Attorney Journal Orange County | Volume 107, 2015

For his part, however, Radogna has experience with the State Bar in spades. Indeed, Radogna spent more than five years as an Investigator for the State Bar of California’s Office of Chief Trial Counsel (OCTC) investigating a wide range of ethical complaints brought against attorneys. He also served on specialized task force teams, and gained experience investigating the unauthorized practice of law, abandoned law practices, disbarred and resigned attorneys, and other activities such as drug abuse and physical or mental illness.

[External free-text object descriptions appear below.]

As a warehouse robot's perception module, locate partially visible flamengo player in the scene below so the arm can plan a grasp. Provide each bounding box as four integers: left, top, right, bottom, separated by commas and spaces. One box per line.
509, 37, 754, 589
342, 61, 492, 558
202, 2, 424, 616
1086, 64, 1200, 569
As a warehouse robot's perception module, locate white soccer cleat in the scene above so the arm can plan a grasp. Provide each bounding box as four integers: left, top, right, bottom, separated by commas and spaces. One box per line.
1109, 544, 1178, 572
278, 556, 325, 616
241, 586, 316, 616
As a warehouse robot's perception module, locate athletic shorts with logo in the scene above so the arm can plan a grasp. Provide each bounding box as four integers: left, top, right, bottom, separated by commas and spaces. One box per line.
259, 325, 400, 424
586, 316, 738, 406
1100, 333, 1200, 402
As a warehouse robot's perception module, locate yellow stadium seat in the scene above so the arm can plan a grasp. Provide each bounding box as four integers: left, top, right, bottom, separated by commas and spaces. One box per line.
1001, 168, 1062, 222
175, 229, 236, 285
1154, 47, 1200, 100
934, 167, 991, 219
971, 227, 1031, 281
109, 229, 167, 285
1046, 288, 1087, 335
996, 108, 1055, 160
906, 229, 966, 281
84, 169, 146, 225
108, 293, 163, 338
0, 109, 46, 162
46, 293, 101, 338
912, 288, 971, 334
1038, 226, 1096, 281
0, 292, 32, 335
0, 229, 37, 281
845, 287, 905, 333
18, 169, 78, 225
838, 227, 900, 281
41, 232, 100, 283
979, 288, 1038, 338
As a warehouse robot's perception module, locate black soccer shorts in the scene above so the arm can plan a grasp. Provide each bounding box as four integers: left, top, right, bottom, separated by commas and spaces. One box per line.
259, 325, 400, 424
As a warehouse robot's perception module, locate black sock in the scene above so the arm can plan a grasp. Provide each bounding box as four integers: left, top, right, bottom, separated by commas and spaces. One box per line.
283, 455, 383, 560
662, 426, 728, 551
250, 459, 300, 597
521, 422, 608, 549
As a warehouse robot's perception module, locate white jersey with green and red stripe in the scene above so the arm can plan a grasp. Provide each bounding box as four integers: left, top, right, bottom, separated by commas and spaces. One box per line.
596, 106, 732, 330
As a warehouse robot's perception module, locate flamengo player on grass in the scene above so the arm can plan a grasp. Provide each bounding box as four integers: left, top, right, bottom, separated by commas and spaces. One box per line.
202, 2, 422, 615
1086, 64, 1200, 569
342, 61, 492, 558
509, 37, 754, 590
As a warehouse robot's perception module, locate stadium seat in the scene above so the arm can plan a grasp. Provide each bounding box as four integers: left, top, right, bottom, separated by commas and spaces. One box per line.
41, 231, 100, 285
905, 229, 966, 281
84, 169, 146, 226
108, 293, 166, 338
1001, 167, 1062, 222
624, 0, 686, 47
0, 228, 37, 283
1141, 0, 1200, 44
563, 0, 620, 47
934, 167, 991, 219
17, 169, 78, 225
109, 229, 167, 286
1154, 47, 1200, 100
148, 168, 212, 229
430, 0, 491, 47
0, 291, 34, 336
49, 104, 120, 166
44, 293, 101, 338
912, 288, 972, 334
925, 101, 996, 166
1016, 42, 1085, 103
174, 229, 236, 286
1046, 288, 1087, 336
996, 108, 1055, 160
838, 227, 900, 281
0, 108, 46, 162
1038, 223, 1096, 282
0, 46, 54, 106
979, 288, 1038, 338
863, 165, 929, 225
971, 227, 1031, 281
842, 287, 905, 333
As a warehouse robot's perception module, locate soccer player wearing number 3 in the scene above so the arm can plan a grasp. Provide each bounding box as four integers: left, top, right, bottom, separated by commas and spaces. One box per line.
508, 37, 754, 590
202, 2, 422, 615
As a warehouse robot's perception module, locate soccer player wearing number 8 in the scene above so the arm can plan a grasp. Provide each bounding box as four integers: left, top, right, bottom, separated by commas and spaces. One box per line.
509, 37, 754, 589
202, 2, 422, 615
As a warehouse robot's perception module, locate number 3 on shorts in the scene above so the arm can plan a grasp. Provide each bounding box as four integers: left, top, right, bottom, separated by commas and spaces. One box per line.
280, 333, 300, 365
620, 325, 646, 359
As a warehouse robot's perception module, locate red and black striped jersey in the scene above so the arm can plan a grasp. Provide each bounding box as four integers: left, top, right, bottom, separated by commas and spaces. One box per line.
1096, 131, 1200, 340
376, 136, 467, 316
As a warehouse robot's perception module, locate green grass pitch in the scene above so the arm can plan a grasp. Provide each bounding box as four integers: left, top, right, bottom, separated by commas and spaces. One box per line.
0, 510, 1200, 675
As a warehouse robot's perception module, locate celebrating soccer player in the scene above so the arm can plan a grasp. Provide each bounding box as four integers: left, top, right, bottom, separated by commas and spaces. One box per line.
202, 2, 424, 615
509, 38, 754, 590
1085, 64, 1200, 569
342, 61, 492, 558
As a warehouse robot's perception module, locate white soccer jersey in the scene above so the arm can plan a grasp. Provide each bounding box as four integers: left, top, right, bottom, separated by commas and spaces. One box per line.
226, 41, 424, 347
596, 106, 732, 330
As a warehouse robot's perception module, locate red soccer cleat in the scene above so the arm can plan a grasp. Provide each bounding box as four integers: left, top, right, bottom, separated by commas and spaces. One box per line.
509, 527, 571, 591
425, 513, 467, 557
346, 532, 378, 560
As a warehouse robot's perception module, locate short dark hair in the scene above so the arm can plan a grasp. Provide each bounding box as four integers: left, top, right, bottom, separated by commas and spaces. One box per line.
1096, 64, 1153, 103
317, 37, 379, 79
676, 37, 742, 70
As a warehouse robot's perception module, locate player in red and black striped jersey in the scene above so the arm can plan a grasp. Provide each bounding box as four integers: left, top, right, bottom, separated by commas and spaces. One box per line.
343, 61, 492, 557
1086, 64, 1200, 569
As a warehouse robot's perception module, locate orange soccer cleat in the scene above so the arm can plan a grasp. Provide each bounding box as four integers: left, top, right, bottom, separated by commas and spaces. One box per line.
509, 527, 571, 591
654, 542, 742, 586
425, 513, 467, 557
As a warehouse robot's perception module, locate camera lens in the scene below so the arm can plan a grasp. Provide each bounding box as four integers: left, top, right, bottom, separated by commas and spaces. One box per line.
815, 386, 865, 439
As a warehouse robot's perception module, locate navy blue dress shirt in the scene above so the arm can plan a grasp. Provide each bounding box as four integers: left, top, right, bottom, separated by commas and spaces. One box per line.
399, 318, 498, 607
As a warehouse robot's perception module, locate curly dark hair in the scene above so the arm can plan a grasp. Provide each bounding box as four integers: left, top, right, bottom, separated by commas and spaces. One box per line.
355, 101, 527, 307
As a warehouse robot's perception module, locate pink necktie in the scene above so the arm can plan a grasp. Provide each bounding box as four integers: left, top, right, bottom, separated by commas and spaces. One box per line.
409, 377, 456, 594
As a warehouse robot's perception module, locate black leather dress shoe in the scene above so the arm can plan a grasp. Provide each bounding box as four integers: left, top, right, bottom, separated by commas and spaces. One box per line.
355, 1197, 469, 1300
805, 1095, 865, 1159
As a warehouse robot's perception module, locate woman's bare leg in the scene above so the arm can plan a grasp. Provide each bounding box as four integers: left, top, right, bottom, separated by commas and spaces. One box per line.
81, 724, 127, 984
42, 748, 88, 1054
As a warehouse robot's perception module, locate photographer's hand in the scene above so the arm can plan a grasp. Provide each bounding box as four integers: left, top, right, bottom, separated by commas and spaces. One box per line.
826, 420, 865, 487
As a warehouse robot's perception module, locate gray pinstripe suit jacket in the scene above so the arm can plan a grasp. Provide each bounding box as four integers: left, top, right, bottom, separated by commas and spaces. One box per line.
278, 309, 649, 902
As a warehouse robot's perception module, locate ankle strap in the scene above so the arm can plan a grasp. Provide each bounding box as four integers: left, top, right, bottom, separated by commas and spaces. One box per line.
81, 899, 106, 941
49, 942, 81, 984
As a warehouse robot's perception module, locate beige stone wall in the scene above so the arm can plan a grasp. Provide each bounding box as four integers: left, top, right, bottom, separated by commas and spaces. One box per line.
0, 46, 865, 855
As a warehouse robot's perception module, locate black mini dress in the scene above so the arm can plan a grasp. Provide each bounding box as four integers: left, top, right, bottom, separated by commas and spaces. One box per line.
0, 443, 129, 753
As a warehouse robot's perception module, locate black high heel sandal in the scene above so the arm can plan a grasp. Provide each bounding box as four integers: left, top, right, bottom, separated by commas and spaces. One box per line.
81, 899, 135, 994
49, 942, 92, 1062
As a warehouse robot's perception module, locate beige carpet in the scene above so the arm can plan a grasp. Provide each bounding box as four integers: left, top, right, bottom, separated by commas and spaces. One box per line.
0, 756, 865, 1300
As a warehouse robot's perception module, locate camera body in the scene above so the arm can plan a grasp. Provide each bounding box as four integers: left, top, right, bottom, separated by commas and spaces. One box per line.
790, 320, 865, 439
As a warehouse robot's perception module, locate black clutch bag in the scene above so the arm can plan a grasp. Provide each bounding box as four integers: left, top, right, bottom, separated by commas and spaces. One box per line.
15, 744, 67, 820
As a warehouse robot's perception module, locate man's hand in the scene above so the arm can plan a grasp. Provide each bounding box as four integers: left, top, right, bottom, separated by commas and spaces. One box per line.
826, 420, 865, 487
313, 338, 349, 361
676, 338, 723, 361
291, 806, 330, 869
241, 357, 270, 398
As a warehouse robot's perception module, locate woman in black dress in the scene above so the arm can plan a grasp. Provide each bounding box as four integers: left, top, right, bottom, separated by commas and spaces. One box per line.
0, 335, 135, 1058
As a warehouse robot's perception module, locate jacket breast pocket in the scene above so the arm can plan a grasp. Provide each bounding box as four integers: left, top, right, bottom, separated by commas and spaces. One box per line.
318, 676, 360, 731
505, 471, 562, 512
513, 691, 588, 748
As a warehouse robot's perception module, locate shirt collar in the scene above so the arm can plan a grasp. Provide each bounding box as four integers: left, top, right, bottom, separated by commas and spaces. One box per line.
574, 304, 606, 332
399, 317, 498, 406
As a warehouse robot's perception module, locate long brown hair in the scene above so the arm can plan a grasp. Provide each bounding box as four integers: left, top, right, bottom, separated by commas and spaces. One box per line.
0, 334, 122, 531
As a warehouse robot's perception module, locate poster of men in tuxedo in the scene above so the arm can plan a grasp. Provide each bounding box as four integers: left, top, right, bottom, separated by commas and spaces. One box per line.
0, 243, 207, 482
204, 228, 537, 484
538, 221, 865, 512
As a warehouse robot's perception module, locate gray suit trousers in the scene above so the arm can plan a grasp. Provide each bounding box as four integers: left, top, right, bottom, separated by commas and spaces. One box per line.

After he left the State Bar, he decided to make it his mission to defend his fellow attorneys from precisely those types of investigations. “My niche is representing attorneys when there is a State Bar investigation opened based on a complaint made to the State Bar. Complainants usually come from the attorney’s own clients, but sometimes come from opposing counsel. Others may be opened based on referrals from courts or law enforcement agencies,” Radogna explains. In this very unique niche of legal practice Radogna says he’s found his calling, even though he never even intended to work as a practicing attorney.

EARLY INTEREST IN INVESTIGATIONS After earning his undergraduate degree, Radogna pursued a career as an insurance claims adjustor, while deciding whether or not to apply to law school. “As an adjuster you occasionally come across fraudulent claims and that sparked my interest in becoming an investigator,” he recalls.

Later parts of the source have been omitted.